While the results seem “garbled”, they actually strictly correspond to the order of the original operations. On closer examination you can observe that the order of original operations was [100, 50, 10, 20, 80, 70]. Now if you order the responses according to this sequence the result would be:

Insert(testActor, id=100, elem=1) -> OperationFinished(id=100)
Contains(testActor, id=50, elem=2) -> ContainsResult(id=50, false)
Remove(testActor, id=10, elem=1) -> OperationFinished(id=10)
Insert(testActor, id=20, elem=2) -> Insert(elem=2, id=20)
Contains(testActor, id=80, elem=1) -> ContainsResult(id=80, false)
Contains(testActor, id=70, elem=2) -> ContainsResult(id=70, true)

As you can see, the responses the client received are the same, hence they must have been executed sequentially, and only the responses have arrived out of order. Thus, the responses obey the semantics of sequential operations – it is simply their arrival order is not defined.
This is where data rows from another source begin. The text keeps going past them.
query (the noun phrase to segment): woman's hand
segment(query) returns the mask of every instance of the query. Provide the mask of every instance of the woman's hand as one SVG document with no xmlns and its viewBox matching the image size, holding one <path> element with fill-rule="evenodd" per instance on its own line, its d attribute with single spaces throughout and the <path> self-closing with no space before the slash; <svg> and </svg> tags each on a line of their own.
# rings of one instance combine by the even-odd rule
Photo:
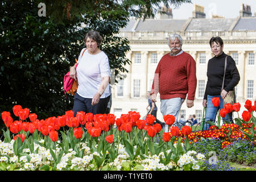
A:
<svg viewBox="0 0 256 182">
<path fill-rule="evenodd" d="M 92 100 L 92 105 L 94 106 L 94 105 L 96 105 L 100 101 L 100 98 L 101 98 L 101 95 L 100 93 L 97 92 L 94 96 L 93 96 Z"/>
<path fill-rule="evenodd" d="M 69 76 L 71 78 L 75 79 L 75 80 L 76 80 L 76 71 L 75 68 L 76 68 L 76 63 L 73 65 L 73 67 L 70 68 L 69 69 Z"/>
<path fill-rule="evenodd" d="M 222 98 L 222 99 L 224 99 L 224 98 L 226 97 L 226 96 L 227 94 L 228 94 L 228 92 L 226 92 L 224 89 L 223 89 L 222 91 L 221 91 L 221 96 Z"/>
<path fill-rule="evenodd" d="M 203 100 L 203 106 L 204 107 L 206 107 L 207 105 L 207 100 L 204 99 L 204 100 Z"/>
</svg>

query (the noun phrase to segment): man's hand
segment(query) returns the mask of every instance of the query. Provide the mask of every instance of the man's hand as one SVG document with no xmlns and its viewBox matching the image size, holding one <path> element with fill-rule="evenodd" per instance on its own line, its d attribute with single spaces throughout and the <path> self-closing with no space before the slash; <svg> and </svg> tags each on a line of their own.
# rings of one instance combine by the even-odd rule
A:
<svg viewBox="0 0 256 182">
<path fill-rule="evenodd" d="M 187 100 L 187 106 L 188 108 L 193 107 L 194 105 L 194 101 L 193 100 L 189 100 L 188 99 Z"/>
<path fill-rule="evenodd" d="M 93 96 L 92 100 L 92 105 L 94 106 L 94 105 L 96 105 L 100 101 L 100 98 L 101 98 L 101 95 L 100 95 L 100 93 L 97 92 L 95 95 Z"/>
<path fill-rule="evenodd" d="M 203 106 L 204 107 L 207 107 L 207 100 L 204 99 L 204 100 L 203 100 Z"/>
<path fill-rule="evenodd" d="M 152 95 L 151 95 L 151 97 L 152 102 L 156 102 L 156 94 L 155 93 L 153 93 Z"/>
<path fill-rule="evenodd" d="M 222 91 L 221 91 L 221 96 L 222 98 L 222 99 L 224 99 L 224 98 L 226 97 L 226 96 L 227 94 L 228 94 L 228 92 L 226 92 L 224 89 L 223 89 Z"/>
<path fill-rule="evenodd" d="M 76 71 L 75 68 L 76 67 L 76 64 L 74 66 L 71 67 L 69 69 L 69 76 L 71 78 L 75 79 L 75 80 L 76 80 L 77 77 Z"/>
</svg>

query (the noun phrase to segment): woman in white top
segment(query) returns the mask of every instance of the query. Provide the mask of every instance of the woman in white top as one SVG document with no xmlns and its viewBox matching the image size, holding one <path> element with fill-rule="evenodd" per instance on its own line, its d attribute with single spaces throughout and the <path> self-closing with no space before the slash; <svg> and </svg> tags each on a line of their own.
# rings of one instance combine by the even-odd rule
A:
<svg viewBox="0 0 256 182">
<path fill-rule="evenodd" d="M 100 49 L 102 38 L 96 31 L 90 31 L 84 38 L 83 48 L 76 63 L 70 68 L 70 76 L 78 79 L 73 111 L 93 114 L 104 114 L 110 96 L 110 69 L 108 56 Z"/>
</svg>

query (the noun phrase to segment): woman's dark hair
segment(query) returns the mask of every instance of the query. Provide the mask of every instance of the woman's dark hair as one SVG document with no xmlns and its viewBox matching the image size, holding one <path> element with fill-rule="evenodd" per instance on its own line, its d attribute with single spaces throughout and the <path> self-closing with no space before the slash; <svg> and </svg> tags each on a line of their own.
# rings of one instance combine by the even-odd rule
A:
<svg viewBox="0 0 256 182">
<path fill-rule="evenodd" d="M 102 37 L 100 35 L 100 33 L 96 30 L 90 30 L 85 35 L 83 39 L 85 44 L 88 38 L 95 40 L 97 42 L 98 47 L 100 47 L 100 45 L 102 41 Z"/>
<path fill-rule="evenodd" d="M 209 42 L 210 46 L 212 46 L 212 44 L 213 42 L 216 42 L 216 43 L 218 43 L 221 46 L 222 46 L 222 45 L 223 45 L 222 39 L 221 39 L 221 38 L 218 36 L 213 36 L 212 38 L 210 38 L 210 42 Z"/>
</svg>

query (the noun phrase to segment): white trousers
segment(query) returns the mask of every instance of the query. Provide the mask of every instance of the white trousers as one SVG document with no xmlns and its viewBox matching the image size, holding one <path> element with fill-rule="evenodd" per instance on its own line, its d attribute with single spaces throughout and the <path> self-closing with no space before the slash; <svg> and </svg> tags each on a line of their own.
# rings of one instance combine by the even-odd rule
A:
<svg viewBox="0 0 256 182">
<path fill-rule="evenodd" d="M 175 117 L 175 123 L 177 123 L 180 108 L 184 101 L 184 99 L 180 97 L 172 98 L 170 99 L 162 99 L 160 110 L 163 115 L 170 114 Z M 164 126 L 164 132 L 169 132 L 168 125 Z"/>
</svg>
You might find it easier for testing to use sequential identifiers for the operations, since that makes it easier to follow the sequence of responses.

You might also note that out-of-order responses can only happen if the client does not wait for each individual answer before continuing with sending operations.

While this loose ordering guarantee on responses might look strange at first, it will significantly simplify the implementation of the binary tree and you are encouraged to make full use of it.

Your task

You can find code stubs in the file BinaryTreeSet.scala which provides you with the API as described above, the BinaryTreeSet and BinaryTreeNode classes. The BinaryTreeSet represents the whole binary tree. This is also the only actor that is explicitly created by the user and the only actor the user sends messages to.

You can implement as many or as few message handlers as you like and you can add additional variables or helper functions. We provide suggestions in your code stub, marked with the comment optional, but you are free to use it fully or partially; the optional elements are not part of the tested API.

To see a binary tree in operation check our provided tests in BinaryTreeSuite.scala. Note in particular that it is the user who triggers garbage collection by sending a GC message (for the sake of simplicity of this exercise).

Don't forget to make sure that no Operation messages interfere during garbage collection and that the user does not receive any messages that may result from the copying process.

The following may be useful for your implementation:

Another way to stop an actor, besides the stop method you have seen, is to send it a PoisonPill message.
context.parent returns the ActorRef of the actor which created the current actor (i.e. its parent).
If you see a log message like the following

[INFO] [11/21/2013 14:04:13.237] [PostponeSpec-akka.actor.default-dispatcher-2] [akka://PostponeSpec/deadLetters] Message [actorbintree.BinaryTreeSet$OperationFinished] from Actor[akka://PostponeSpec/user/$e/my-actor#-1012560631] to Actor[akka://PostponeSpec/deadLetters] was not delivered. [1] dead letters encountered.

it means that one of your messages (here the OperationFinished) message was not delivered from actor my-actor to actor deadLetters—the latter is where actors forward their messages after they terminate. You should check that you do not stop actors prematurely.

A word on Actor counts:

The grader verifies that enough Actors are created when inserting elements.
The grader also verifies that enough Actors are stopped in response to a GC command (i.e. for those elements that were previously marked removed from the set).